Formas de vida...

O homem, trajando de forma um tanto ridícula, subia a rua em jeitos e trejeitos de vaidade. Acompanhava-o uma mulher pronta a fotografá-lo quando o mesmo lho solicitava: ora a mão posta no fecho da porta de um automóvel de luxo, ora no da porta de uma casa típica do lugar, ainda pintada de fresco. E, de cada vez, o homem ensaiava um ar de senhor de um mundo bem para lá do seu, ego preenchido. Quando regressar ao seu habitat natural, exibirá as fotografias obtidas noutro habitat artificial, que, por uns momentos de glória, da sua glória, foi compondo. E venderá ao desbarato histórias forjadas, recheadas de condimentos atractivos aos ouvidos de quem, de boa-fé, embarque na má-fé do sujeito vaidoso.
No mesmo lado da rua, cruzamo-nos todos os dias e a todas as horas com outros, moldados no mesmo barro, figuras que vaidades e ilusões vão projectando para éteres de espaços e tempos virtuais. Academicamente minguados, procuram por meios outros e nesse ou noutros meios a compensação que lhes esmoreça complexos. Colocam-se em bicos de pés, à cata dos sítios por onde se movam figuras gradas, buscando pisar com elas os mesmos palcos da notoriedade, actores secundários, embora. Se a língua não se lhes dobra, ou se lhes dobra mal na conjugação do verbo ser, sem este perderem de vista, almejam, então e a par, declinar o ter, se bem que, amiudadas vezes, unicamente no imperfeito. Por incapacidade de ombrearem com os quesitos e os requisitos dos que pretendem tomar como pares. Também no rol das obras de arte nem todas são originais, cópias mais ou menos grosseiras abundando... Vemos essa gentalha manejar, saltitante, ora tacos de golfe, ora raquetas de ténis de campo, ora mergulhada em ginásios de gente in, almejando contactos mais ou menos passageiros, mais ou menos solidificados, estes quando se deparam com outros da sua igualha, que procuram, de forma quejanda, disfarçar a falta de puro sangue, ou, tendo-o, não se apercebem da falta dele nos “cristãos novos”. E por aí se vão mantendo, iludidos e iludindo, assim sendo e se mantendo felizes, enquanto não partem à cata de outras paragens, esgotado o filão que lhes deu estatuto por algum tempo. Pelo caminho, praticam uma forma estranha de caridade, mecenas para inscrever o nome em listas de pseudo-notáveis, enquanto que desviados da carência de alguns do seu grupo de pertença. E não desprezam um evento em que possam passear, mostrando-a, a vaidade imagem de marca.
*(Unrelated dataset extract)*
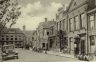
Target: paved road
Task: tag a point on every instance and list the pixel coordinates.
(29, 56)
Admiro aqueles que, idóneos na conjugação dos verbos ser e ter, em puro mais-que-perfeito, escolhem não o fazer, modéstia que não é vaidade, porém talhada forma de ser. Vestem como cidadãos comuns, escolhem lugares comuns para se divertirem e conviverem com outros como eles e, todavia, são seres acima dos seres comuns. Seja no mundo empresarial, seja no mundo académico. Se naquele a força natural das circunstâncias acaba por os fazer conhecidos das grandes moles humanas, já no segundo muitos passam uma vida inteira longe dos holofotes da fama, que não procuram, famosos somente para os seus pares. E famosos na sombra, quando as suas descobertas, a troco de muito trabalho suado e altruísta, se transformam em prémios pagantes da respectiva perseverança e, sobretudo, em bens imperdíveis para os outros, anónimos beneficiários. Por mim, agradeço a Deus pela sua existência.
Escrevo segundo a ortografia antiga.